Lewis was suddenly aware that if there had been anything mildly flirtatious in the woman's manner, the situation had now changed.
'You kept Karin's passport, didn't you?' she continued quietly.
Lewis nodded, and his slight frown prompted her quick explanation:
'You see, I suppose we hoped she might – if she were still alive – she might apply for a new passport – if she'd lost it. Do you see…?'
Lewis nodded again.
'And she hasn't, has she, Mr Lewis? So!' She got up briskly, and put her feet into a pair of black, semi-heeled shoes. 'So!'
‘I’m afraid we can't bring you any hopeful news – not really,' said Lewis, himself now rising to his feet.
'It's all right. I knew from the start, really. It's just…'
'I know. And thank you. You've been very helpful. Just one more thing – if I could just borrow a photo of the three girls…?'
As they stood in the hallway, Lewis ventured a genuine compliment:
'You know, I always envy people like you, Mrs – Irma – you know, people who can speak other languages.'
'We start learning English early though. In the fourth grade -ten years of age. Well, I was twelve myself, but my daughters all learn from ten.'
They shook hands, and Lewis walked down to the ground floor, where he stood for several minutes beside a play area surrounded by a low palisade of dark-brown wooden slats – not a potato-crisp packet in sight. It was early afternoon now on a beautiful summer's day, with a cloudless blue sky and a yellow sun – like the colours of the flag on the rucksack found at Begbroke, Oxfordshire.

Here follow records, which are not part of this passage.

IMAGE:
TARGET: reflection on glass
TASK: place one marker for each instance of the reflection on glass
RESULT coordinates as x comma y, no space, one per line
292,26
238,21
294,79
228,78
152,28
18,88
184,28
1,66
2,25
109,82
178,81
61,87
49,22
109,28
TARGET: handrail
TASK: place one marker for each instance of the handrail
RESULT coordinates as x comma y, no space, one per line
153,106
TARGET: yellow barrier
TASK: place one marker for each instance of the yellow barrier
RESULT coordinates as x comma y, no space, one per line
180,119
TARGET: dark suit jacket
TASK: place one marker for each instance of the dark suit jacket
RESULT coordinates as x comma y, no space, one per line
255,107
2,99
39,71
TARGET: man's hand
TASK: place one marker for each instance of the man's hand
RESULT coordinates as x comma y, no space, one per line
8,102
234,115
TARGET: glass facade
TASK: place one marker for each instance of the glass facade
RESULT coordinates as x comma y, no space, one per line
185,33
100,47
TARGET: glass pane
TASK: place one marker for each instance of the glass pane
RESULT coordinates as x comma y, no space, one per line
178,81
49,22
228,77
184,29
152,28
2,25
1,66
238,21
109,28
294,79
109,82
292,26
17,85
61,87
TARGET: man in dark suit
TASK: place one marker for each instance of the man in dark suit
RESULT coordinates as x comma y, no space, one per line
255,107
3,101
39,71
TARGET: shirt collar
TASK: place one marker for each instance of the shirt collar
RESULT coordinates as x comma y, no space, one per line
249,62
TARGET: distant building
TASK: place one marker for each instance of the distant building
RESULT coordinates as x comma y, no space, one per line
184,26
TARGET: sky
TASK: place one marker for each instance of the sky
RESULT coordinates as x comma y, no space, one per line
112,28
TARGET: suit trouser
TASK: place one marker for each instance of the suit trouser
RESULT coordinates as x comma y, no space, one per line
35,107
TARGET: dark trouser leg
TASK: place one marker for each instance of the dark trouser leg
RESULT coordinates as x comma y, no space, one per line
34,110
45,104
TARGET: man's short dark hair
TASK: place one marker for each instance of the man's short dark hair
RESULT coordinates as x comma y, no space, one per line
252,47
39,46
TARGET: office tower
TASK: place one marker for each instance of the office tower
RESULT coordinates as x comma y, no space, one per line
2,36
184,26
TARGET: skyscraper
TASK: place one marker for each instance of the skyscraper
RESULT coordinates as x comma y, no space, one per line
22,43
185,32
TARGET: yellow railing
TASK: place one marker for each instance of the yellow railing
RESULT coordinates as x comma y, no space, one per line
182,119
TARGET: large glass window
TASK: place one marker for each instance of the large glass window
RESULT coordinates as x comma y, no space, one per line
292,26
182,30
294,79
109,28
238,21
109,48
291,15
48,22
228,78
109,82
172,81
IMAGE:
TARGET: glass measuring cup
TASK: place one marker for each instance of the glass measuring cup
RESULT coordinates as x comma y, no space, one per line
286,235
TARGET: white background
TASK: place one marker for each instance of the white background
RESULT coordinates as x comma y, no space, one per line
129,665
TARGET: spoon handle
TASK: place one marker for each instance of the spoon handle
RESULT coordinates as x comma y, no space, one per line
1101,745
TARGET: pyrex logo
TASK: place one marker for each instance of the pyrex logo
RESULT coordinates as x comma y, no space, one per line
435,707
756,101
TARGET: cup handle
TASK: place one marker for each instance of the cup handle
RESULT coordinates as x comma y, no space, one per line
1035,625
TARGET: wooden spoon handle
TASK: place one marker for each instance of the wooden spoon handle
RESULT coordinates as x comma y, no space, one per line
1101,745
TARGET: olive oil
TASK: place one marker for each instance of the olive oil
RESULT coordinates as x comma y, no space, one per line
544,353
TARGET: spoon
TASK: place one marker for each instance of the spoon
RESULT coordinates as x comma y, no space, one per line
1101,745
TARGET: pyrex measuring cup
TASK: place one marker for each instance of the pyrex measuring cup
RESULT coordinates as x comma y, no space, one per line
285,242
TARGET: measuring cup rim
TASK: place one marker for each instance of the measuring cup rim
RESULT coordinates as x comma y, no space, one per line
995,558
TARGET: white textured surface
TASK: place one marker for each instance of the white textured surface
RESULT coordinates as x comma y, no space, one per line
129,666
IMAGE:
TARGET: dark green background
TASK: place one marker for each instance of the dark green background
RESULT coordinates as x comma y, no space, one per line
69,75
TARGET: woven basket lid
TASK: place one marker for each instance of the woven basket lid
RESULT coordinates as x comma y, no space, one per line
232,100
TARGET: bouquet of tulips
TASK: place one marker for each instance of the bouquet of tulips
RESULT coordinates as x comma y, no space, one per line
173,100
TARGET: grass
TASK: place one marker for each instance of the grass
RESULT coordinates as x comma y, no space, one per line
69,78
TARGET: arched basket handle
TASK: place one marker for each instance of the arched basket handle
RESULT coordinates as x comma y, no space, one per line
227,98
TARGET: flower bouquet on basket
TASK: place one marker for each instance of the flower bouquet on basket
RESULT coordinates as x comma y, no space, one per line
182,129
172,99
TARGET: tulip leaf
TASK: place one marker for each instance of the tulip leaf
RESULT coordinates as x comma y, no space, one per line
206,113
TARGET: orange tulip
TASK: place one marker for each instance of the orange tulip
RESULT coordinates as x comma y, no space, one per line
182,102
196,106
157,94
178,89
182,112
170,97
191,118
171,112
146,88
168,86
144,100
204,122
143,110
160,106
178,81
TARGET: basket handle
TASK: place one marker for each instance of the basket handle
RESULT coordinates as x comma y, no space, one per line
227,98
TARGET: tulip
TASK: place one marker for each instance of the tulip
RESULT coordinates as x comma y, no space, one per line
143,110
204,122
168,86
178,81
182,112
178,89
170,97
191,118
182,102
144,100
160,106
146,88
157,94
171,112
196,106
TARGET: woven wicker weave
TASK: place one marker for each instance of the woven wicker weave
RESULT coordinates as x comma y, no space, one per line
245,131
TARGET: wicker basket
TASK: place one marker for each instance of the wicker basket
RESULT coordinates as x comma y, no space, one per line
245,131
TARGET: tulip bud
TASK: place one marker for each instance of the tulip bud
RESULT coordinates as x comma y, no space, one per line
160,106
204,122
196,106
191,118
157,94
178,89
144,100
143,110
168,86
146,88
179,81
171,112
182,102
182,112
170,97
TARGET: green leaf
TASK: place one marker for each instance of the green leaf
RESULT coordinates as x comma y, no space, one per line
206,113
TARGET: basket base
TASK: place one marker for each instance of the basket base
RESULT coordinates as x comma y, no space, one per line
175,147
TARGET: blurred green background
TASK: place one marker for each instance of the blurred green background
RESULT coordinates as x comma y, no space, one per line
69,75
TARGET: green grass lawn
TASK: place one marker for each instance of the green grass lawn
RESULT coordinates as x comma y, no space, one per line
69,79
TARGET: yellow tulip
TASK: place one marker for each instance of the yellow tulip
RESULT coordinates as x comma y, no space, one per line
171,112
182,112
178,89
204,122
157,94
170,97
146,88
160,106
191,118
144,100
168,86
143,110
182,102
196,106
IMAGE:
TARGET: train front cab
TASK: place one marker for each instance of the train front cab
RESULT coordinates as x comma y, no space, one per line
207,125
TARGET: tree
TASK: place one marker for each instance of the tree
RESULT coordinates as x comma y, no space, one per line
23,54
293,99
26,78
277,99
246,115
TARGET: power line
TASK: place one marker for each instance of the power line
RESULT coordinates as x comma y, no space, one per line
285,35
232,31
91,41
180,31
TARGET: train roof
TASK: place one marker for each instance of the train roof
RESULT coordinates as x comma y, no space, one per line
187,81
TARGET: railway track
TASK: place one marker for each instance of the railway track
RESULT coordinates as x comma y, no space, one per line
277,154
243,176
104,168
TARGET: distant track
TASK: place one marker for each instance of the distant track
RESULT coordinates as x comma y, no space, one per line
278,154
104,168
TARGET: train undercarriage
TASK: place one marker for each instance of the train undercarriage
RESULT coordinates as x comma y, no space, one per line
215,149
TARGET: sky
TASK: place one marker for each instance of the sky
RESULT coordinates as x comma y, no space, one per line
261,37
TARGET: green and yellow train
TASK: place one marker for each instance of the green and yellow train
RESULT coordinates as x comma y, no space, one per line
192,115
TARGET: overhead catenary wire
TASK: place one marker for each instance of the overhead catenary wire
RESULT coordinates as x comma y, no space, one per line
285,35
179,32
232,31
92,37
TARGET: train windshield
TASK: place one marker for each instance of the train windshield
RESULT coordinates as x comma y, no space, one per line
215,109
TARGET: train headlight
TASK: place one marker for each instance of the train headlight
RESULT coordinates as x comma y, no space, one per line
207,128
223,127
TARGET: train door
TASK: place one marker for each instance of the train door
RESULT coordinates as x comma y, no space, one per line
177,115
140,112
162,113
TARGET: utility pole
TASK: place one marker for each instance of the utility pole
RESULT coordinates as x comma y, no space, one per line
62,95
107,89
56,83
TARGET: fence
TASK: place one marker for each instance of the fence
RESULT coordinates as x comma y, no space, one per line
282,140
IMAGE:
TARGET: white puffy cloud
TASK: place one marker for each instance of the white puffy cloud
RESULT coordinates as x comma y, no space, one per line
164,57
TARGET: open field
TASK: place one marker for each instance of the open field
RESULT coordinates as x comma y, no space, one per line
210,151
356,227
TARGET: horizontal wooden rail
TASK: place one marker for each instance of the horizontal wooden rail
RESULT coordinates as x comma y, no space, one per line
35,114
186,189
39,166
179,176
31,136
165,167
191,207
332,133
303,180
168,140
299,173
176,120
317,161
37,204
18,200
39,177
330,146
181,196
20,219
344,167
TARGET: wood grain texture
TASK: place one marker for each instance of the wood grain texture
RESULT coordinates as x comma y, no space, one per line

Standing on her high balcony, Irma Eriksson watched him go. As soon as he had disappeared into the main thoroughfare, she stepped back into her flat and let herself into the rear bedroom, where the ensuing conversation was held in Swedish:
'Was he intelligent?'
'Not particularly. Very nice though – very nice.'
'Did you ask him to bed with you?'
'I might have done if you hadn't been here.'
'Do you think he suspected anything?'
'No.'
'But you're glad he's gone?'
Irma Eriksson nodded. 'Shall I get you coffee?'
'Please!'
When her mother had left, the young lady looked at herself in the long wall-mirror in the shaded room, deciding that she was looking tired and dark around the eyes. Yet had Lewis seen her there that afternoon he would have been impressed by her pale and elegant beauty; would have been struck immediately too by a very close likeness to the photograph of the student found in the rucksack at Begbroke, Oxfordshire.
chapter thirty-nine
In a world in which duty and self-discipline have lost out to hedonism and self-satisfaction, there is nothing like closing your eyes and going with the flow. At least in a fantasy, it all ends happily ever after
(Edwina Currie, The Observer, 23 February 1992)

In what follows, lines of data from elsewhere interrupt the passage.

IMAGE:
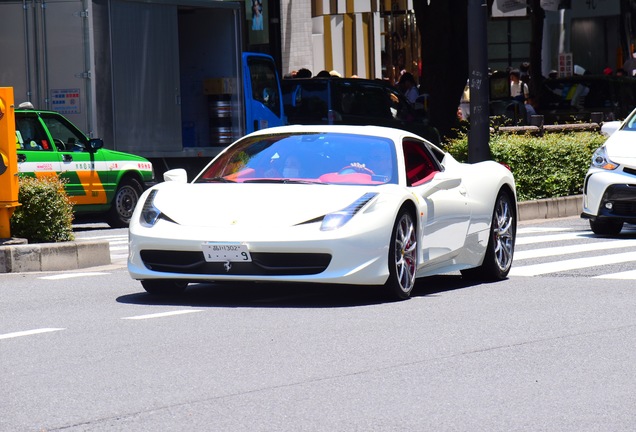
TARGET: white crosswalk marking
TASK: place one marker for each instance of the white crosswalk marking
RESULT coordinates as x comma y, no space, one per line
572,264
540,258
565,250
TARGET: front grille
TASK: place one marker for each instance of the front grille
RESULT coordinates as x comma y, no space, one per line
624,208
623,199
263,264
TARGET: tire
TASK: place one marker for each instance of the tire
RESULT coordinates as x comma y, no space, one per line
402,257
606,227
501,243
164,287
126,198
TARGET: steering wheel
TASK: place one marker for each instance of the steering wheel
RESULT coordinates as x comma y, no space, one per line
356,168
59,144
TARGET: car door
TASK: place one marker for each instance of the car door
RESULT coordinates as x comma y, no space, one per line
37,156
84,170
444,223
263,98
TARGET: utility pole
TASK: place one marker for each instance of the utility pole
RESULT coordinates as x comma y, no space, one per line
479,135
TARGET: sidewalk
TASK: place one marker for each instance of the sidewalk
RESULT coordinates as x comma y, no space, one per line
17,258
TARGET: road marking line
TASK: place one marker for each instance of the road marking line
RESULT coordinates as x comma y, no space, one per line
163,314
563,250
116,237
533,230
72,275
554,237
28,333
626,275
573,264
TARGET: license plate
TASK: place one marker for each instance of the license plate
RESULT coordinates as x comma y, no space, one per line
224,252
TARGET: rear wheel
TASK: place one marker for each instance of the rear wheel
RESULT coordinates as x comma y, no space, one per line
606,227
126,197
163,286
501,242
402,257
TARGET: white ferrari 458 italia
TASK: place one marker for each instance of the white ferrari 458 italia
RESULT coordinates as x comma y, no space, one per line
609,190
359,205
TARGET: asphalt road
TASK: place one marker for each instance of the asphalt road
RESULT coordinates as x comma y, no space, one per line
90,351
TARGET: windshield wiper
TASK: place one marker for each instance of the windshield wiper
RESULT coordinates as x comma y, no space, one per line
283,181
216,180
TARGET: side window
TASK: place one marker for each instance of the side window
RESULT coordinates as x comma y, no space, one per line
420,165
30,135
65,136
376,102
264,84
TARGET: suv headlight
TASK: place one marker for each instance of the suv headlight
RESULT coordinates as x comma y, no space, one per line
602,161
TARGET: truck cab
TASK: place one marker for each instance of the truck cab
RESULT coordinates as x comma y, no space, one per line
98,180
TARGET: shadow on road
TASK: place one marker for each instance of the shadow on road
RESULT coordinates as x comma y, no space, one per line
276,295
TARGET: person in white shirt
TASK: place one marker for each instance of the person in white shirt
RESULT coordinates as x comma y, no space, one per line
518,89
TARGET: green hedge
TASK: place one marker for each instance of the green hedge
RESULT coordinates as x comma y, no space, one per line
45,214
547,166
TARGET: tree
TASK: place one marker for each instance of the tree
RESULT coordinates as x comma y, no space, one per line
444,36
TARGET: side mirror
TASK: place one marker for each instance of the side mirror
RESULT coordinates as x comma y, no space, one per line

alan hardinge had gained a first in both parts of the Natural Sciences Tripos at Cambridge; had stayed on in that university for a Ph.D.; then done two years' research at Harvard before being elected in 1970 to a fellowship at the 'other place'. A year later he had courted a librarian from the Bodleian, had married her six months later, subsequently siring two offspring, both girls: the one now in her second year at Durham reading Psychology; the other dead – killed nineteen days earlier as she cycled down Cumnor Hill into Oxford.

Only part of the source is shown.